Court Opinion

ID: 9588455
Source: CourtListenerOpinion
Date Created: 2023-08-21 23:34:35.734355+00
Date Added: 2024-06-11T18:00:58.885030
License: Public Domain

Neill, J.
(concurring) — I concur with the result reached by the majority. The challenged statute (Laws of 1971, Ex. Ses., ch. 288, § 8, RCW 84.48.085) is in harmony with Carkonen v. Williams, 76 Wn.2d 617, 458 P.2d 280 (1969), and is not inconsistent with my dissent in Dore v. Kinnear, 79 Wn.2d 755, 489 P.2d 898 (1971). Carkonen validated the 4-year cyclical revaluation of property as a reasonable means of achieving the constitutional mandate of a 50 per cent assessment ratio. In Dore, I disagreed with the majority of this court because I viewed the decision as a backward step, an obstruction to efforts at achieving intracounty tax equality among property owners. Given the practical necessity of cyclical, rather than instantaneous revaluation (see Carkonen v. Williams, supra), an inescapable conflict emerges between the obvious need to revalue some properties before others and the immediate complaints of. inequality from taxpayers whose parcels are most recently revalued. In this connection, as detailed in Dore, my position is that the cyclical revaluation process should not be negated in a given case, absent a clear showing that the program is not systematic or that its application has been intentionally discriminatory. Discrimination in this constitutional sense is not shown by the mere fact that some parcels have been revalued before others. Carkonen v. Williams, supra.
The provisions of RCW 84.48.085, whereby revaluations are progressively incorporated into the county’s indicated ratio, constitute a legislative formula to meet the dilemma *266posed by the above-noted clash of interests by softening the immediate impact of cyclical revaluation. To be consistent with our constitution and the criteria of Carkonen, the subject statute cannot be construed or employed to delay achievement of the constitutionally required ratio beyond the maximum term, the 4-year cycle. That is, the “rollback” formula’s operation must parallel the given 4-year (or less) revaluation cycle that is actually being pursued. As each cycle concludes, any differentials occasioned by this statutory “rollback” must be eradicated so that the constitutionally required ratio is achieved.

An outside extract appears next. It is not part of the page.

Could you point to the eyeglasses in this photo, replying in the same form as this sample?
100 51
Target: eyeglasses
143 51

As thus construed, RCW 84.48.085 is a prudent, workable and valid legislative answer to the problem of achieving such interim equities as are possible without unduly obstructing progress toward the more complete tax equality that is attained by prompt fulfillment of the constitutional mandate.
Stafford, Wright, and Utter, JJ., concur.
Petition for rehearing denied April 24, 1972.